The wail of air raid sirens pierced the air for two minutes as the country came to a standstill remembering the six million Jews who perished in the Holocaust. People stood at attention and traffic stopped during the moment of silence.
Radio stations played mournful music throughout the day and in homes and businesses, people put aside their daily tasks to pay homage to those killed in World War II.
Israel used the solemn occasion of the annual Holocaust Memorial Day to call on the world to prevent Iran from developing nuclear weapons and to draw attention to the plight of the dwindling number of survivors.
At the opening state ceremony, Israel’s leaders – President Shimon Peres and Prime Minister Benjamin Netanyahu – linked the Nazi genocide to Iran’s suspected drive to acquire nuclear arms and urged the world to stop it. Iran denies such intentions.
Mr Peres and Mr Netanyahu both called on the world to learn the lessons of the Holocaust and stop Iran from acquiring atomic weapons.
“The Iranian regime is acting openly and decisively towards our destruction, and it is acting feverishly to develop a nuclear weapon to achieve this goal,” Mr Netanyahu said.
Mr Peres, who was born in the Polish town of Vishneva in 1923 and migrated to pre-state Israel before the war erupted, learned later how Nazi troops beat members of his extended family and ordered them to march towards the town’s synagogue.

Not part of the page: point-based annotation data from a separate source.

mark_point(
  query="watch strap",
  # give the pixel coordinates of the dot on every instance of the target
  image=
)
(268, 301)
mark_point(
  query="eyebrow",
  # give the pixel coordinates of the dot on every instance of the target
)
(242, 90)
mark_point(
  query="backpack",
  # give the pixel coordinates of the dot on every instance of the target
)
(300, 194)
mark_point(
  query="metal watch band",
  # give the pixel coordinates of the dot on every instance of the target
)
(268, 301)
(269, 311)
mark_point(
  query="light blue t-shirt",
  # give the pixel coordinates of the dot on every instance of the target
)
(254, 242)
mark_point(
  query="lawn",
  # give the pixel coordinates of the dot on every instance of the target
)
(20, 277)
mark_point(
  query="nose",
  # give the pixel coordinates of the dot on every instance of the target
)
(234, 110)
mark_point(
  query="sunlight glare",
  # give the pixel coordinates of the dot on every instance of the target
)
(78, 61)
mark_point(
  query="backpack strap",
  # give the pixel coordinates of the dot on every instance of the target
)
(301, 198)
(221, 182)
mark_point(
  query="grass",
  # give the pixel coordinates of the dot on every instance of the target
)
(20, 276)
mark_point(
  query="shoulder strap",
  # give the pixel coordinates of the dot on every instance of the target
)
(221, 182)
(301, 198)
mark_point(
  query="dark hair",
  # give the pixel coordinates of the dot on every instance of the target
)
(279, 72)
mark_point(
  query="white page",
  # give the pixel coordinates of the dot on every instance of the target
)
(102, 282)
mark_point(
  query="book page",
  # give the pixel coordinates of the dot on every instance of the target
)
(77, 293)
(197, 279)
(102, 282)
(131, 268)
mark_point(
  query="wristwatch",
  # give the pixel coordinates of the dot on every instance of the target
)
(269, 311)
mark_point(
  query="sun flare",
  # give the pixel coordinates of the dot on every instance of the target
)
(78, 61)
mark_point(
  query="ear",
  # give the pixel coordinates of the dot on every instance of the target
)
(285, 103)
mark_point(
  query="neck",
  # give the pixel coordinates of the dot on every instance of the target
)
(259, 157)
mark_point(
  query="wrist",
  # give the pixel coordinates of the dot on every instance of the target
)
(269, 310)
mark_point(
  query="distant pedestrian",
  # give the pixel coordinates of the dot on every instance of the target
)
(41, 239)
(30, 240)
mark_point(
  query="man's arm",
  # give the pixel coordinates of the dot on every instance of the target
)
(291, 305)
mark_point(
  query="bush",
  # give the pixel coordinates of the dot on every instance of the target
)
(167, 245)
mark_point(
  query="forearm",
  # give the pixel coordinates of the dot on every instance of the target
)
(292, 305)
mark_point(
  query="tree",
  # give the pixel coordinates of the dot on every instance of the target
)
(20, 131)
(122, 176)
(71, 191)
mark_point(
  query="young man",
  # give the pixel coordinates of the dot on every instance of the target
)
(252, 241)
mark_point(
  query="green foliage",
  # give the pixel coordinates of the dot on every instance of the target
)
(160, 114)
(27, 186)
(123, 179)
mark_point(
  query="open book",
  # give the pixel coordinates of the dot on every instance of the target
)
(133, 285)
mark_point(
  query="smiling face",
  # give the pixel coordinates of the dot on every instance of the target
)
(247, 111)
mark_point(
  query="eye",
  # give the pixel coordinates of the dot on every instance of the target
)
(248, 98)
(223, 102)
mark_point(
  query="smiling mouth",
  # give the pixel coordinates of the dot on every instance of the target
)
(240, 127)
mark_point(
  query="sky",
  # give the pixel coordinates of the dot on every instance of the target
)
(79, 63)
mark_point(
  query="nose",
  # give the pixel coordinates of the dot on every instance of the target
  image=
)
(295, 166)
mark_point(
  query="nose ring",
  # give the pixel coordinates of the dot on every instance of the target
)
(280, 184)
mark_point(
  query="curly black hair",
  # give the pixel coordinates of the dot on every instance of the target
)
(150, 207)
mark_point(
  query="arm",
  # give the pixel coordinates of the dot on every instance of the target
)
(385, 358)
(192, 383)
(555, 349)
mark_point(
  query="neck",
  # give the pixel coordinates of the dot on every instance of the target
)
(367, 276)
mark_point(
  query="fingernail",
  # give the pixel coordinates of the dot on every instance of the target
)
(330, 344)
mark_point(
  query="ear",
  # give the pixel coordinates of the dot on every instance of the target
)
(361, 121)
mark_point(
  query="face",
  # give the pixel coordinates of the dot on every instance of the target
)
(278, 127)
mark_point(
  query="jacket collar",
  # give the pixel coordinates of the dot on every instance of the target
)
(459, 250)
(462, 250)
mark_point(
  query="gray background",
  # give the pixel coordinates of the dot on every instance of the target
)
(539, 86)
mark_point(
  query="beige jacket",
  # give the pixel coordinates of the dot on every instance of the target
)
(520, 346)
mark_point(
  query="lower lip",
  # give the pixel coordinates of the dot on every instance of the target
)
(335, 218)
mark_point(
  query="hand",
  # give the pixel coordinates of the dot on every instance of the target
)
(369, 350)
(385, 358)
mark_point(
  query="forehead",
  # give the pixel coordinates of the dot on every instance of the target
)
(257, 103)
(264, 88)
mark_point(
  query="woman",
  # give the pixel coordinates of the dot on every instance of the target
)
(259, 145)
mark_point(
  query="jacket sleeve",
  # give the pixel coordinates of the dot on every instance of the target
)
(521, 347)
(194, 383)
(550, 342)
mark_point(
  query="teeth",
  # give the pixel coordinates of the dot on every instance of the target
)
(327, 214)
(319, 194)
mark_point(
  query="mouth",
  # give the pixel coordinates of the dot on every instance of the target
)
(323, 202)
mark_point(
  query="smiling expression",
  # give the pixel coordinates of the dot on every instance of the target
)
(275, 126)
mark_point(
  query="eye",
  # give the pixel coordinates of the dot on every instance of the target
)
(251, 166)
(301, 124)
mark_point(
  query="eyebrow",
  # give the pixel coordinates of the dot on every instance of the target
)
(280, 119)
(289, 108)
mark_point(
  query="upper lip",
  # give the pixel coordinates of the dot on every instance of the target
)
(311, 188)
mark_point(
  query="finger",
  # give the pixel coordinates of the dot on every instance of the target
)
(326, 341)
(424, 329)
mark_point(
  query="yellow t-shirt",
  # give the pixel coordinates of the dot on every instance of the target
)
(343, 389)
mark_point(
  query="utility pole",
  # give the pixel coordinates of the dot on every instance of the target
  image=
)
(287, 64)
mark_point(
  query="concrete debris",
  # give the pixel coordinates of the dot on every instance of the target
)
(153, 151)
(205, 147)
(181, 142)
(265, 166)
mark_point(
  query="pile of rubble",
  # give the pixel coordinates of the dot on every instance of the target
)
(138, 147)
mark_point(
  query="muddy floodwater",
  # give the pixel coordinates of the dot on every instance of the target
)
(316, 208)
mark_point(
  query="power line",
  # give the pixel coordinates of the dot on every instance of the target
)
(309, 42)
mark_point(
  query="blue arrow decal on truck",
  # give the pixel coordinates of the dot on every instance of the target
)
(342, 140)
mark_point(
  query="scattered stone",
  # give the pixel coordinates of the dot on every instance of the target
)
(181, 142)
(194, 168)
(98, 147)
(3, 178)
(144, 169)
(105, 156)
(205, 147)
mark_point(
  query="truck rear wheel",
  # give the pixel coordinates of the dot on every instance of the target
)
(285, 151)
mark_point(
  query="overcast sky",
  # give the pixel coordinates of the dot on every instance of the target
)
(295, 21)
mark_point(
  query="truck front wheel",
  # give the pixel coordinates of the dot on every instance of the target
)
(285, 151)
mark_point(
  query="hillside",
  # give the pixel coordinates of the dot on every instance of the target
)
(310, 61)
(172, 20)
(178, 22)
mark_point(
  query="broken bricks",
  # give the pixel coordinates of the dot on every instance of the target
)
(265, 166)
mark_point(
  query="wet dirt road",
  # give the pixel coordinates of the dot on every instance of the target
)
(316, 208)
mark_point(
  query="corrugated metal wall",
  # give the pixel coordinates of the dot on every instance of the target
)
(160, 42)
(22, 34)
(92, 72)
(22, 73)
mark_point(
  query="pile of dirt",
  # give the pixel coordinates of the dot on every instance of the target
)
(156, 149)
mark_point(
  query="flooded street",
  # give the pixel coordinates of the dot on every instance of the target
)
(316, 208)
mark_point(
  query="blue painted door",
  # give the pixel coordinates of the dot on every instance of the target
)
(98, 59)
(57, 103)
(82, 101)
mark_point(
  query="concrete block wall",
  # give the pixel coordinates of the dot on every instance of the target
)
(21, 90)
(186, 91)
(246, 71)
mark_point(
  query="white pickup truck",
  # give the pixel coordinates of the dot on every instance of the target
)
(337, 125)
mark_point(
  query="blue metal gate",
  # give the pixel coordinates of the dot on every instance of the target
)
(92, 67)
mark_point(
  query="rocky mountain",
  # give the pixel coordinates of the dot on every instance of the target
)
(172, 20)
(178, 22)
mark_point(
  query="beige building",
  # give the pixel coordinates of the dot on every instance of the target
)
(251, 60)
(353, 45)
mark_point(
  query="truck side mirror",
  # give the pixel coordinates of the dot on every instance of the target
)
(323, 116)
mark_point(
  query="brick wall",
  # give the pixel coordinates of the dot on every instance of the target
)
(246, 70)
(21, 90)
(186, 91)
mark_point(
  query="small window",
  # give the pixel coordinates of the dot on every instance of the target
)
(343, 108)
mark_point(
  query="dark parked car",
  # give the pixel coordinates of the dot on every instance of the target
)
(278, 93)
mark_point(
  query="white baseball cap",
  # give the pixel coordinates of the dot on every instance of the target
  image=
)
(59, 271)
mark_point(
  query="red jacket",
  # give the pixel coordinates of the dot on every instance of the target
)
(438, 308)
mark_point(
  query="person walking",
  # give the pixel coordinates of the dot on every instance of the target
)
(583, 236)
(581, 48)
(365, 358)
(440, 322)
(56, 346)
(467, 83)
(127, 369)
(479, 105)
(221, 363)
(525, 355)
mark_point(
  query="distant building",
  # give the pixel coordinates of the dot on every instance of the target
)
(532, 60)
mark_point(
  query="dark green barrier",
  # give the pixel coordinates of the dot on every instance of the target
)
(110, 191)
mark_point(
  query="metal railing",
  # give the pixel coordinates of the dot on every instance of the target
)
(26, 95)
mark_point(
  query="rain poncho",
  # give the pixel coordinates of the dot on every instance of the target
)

“Someone yelled ‘Jews, save yourselves!’ The Germans shot those who tried to escape. The rest arrived at the synagogue that was made of wood. Its doors were locked. They were all burned alive,” he said. “That was also the last day of Rabbi Zvi Meltzer, my grandfather, my mentor. He was burned with a prayer shawl on his head. That was the last Jewish day in Vishneva. Not a single living Jew remained.”
Mr Peres, 88, spoke at Yad Vashem, Israel’s official Holocaust memorial, before hundreds of survivors and their families, Israeli leaders, diplomats and others.
The Israeli flag flew at half mast and a military honour guard stood at one side of the podium as poems and psalms were read and the Jewish prayer for the dead was recited.
Mr Peres, a Nobel Peace Prize laureate, linked the Nazi genocide to Iran’s suspected drive to acquire nuclear bombs and its leaders’ repeated references to the destruction of Israel.
He said humanity must learn the lessons of the Holocaust and face existential threats before it is too late.
“Iran is at the centre of this threat. It is the centre of terror. It poses a threat to world peace,” he added.
Mr Netanyahu also warned of the danger posed by Iran.
“Those who dismiss the Iranian threat as a whim or an exaggeration haven’t learned a thing from the Holocaust,” he said. “To be deterred from telling the truth – that today, like
then, there are those who want to destroy millions of Jews – that is disrespectful of the Holocaust. That is an insult to its victims and that is ignoring its lessons.”
The stated links between the Holocaust and Iran showed how more than six decades later, the mass murder of Jews during the World War is still a central part of Israel’s psyche.
The nation was created just three years after the end of the war, and hundreds of thousands of dazed survivors made their way to Israel.
Today, fewer than 200,000 elderly survivors remain in the country.
At the Israeli Parliament Mr Netanyahu, Mr Peres, other officials and survivors read names of loved ones who perished as a result of Nazi atrocities.